Человек никогда не перестанет удивляться чуду превращения твердого тела древесины в жидкое пламя, которое, изгибаясь, выгибаясь и загибаясь под порывами ветра, все равно всегда выпрямляется и тянется к небу, к своей родине.
Вполне вероятно, что идея дома впервые возникла в голове человека у костра. Сначала крыша, чтобы защитить костер от непогоды, а потом по той же причине и стены, а потом человек назвал домом место, где его костер защищен со всех сторон, и сам он защищен в том месте, где защищен костер.
Идея дома — костер. Хозяин идеи — костер. Путем не слишком долгих манипуляций в историческом плане цивилизация незаметно изгнала из дома костер. Хозяина дома изгнала из дома, выдав дому некоторое количество удобных заменителей костра.
И человек остался в доме, который он когда-то создал для костра. Дом остался — костра нет. Человек легко забыл, что в его доме когда-то был костер, был очаг. Но его прапамять об этом не забыла, и не забыл об этом его язык, великий хранитель народного опыта. И человек, не понимая горькой самоиронии своих слов, иногда автоматически называет родной дом родным очагом, как говорили в старину.
И часто человеку в родном доме неуютно, ему тоскливо, ему чего-то не хватает, а не хватает ему объединяющего семью горящего очага. Озаренная очагом, обдаваемая волнами тепла, ловя это тепло лицом и растопыренными ладонями, семья делилась у очага своими радостями и горестями, своими воспоминаниями и своими мыслями. Общение у очажного костра требовало от человека духовной работы, невольно развивало в нем мастерство общения, этику понимания собеседника. Тысячи народных пословиц и поговорок, все сказки и легенды создавались и тысячелетиями оттачивались у домашнего очага.

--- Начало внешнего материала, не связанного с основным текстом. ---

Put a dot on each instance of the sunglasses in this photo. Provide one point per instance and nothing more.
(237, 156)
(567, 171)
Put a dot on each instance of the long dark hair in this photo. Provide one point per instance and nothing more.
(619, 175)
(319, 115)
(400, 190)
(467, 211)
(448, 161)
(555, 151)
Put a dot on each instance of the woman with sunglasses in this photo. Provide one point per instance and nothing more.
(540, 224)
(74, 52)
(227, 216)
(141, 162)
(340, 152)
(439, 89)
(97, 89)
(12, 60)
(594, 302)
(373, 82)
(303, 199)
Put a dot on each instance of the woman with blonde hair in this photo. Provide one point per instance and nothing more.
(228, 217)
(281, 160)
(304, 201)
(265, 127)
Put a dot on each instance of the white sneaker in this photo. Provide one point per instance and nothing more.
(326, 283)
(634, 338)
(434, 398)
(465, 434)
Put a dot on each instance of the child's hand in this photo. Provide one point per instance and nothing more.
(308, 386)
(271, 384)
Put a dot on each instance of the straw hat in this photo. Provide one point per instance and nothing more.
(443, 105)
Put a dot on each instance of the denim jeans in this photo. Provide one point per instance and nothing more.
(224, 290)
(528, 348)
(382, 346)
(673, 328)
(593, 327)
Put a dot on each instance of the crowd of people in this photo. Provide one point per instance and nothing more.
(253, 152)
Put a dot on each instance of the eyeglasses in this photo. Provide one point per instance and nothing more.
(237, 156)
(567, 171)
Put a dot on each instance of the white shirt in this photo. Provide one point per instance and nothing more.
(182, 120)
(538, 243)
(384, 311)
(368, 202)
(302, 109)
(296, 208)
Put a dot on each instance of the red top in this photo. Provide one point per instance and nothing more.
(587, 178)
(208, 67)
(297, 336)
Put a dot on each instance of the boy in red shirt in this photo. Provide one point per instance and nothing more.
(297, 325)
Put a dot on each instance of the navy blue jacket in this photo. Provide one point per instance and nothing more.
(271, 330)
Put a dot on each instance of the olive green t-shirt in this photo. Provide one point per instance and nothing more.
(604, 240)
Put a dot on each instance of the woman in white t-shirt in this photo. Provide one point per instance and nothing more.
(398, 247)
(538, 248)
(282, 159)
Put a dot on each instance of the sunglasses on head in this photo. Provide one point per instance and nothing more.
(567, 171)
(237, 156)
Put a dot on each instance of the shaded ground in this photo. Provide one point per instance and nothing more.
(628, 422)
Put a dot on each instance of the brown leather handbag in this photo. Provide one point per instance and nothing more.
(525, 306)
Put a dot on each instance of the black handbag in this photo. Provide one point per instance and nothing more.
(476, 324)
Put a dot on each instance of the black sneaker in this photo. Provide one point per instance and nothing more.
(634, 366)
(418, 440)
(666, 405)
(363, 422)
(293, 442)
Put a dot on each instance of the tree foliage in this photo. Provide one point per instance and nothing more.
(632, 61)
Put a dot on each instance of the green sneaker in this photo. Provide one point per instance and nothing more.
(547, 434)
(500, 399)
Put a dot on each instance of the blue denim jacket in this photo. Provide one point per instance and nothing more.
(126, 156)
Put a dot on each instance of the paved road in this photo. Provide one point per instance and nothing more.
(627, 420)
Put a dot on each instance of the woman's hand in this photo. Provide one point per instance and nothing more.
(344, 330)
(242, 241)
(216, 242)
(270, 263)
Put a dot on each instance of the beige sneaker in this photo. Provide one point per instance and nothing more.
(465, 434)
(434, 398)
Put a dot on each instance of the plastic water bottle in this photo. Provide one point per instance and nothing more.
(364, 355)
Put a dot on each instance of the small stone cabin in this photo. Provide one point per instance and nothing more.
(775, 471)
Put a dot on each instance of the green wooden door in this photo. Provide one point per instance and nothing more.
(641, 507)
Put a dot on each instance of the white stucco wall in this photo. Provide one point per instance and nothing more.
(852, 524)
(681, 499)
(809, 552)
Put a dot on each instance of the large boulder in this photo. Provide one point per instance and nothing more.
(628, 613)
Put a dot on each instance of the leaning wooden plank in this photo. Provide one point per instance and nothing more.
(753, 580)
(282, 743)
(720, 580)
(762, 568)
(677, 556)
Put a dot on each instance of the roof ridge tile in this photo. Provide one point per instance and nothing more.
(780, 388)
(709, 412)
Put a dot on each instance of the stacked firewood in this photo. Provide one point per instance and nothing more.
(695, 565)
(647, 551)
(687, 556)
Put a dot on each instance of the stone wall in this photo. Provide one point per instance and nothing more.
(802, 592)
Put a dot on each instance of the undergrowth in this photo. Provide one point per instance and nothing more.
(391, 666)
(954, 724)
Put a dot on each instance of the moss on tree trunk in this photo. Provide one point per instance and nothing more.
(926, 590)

Что же сейчас собирает семью и близких семье людей вместо домашнего очага? Алкоголь или телевизор. Иногда, как бы чувствуя собственную недостаточность, они действуют вместе. Люди пьют и одновременно посматривают телевизор. Или смотрят телевизор и одновременно попивают. Кайф?
Диалог в семье заменился монологом телевизора. У очага мы жили сами, а теперь вынуждены жить отраженной в стекляшке чужой жизнью, в которой ничего изменить нельзя.
У очага была переливающаяся, трепещущая, как огонь, импровизация нашей собственной жизни. И подумать только! Такая импровизация происходила каждый вечер в миллионах домов! И ни одна из них не повторяла другую, ибо каждая жизнь неповторима! А теперь в миллионах домов каждый вечер молча проглатывается один и тот же сюжет всегда чужой жизни. Господи, как скучна диктатура развлечений!
Другой заменитель живого огня — алкоголь. Очаг опасно перенесен на обеденный стол: в бутылке — мокрый огонь. И он действительно развязывает языки, как когда-то языки огня развязывали человеческий язык.
Но люди разучились обращаться с огнем, в том числе и с алкогольным огнем. И подкладывают, и подкладывают дрова в этот огонь, подливают и подливают в рюмки.